Abstract
Cosmological simulations of galaxies have typically produced too many stars
at early times. We study the global and morphological effects of radiation
pressure (RP) in eight pairs of high-resolution cosmological galaxy formation
simulations. We find that the additional feedback suppresses star formation
globally by a factor of ~2. Despite this reduction, the simulations still
overproduce stars by a factor of ~2 with respect to the predictions provided by
abundance matching methods for halos more massive than 5E11 Msun/h (Behroozi,
Wechsler & Conroy 2013).
We also study the morphological impact of radiation pressure on our
simulations. In simulations with RP the average number of low mass clumps falls
dramatically. Only clumps with stellar masses Mclump/Mdisk <= 5% are impacted
by the inclusion of RP, and RP and no-RP clump counts above this range are
comparable. The inclusion of RP depresses the contrast ratios of clumps by
factors of a few for clump masses less than 5% of the disk masses. For more
massive clumps, the differences between and RP and no-RP simulations diminish.

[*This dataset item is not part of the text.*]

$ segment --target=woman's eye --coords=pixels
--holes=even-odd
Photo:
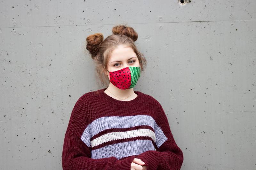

We note however, that the simulations analyzed have disk stellar masses below
about 2E10 Msun/h.
By creating mock Hubble Space Telescope observations we find that the number
of clumps is slightly reduced in simulations with RP. However, since massive
clumps survive the inclusion of RP and are found in our mock observations, we
do not find a disagreement between simulations of our clumpy galaxies and
observations of clumpy galaxies. We demonstrate that clumps found in any single
gas, stellar, or mock observation image are not necessarily clumps found in
another map, and that there are few clumps common to multiple maps.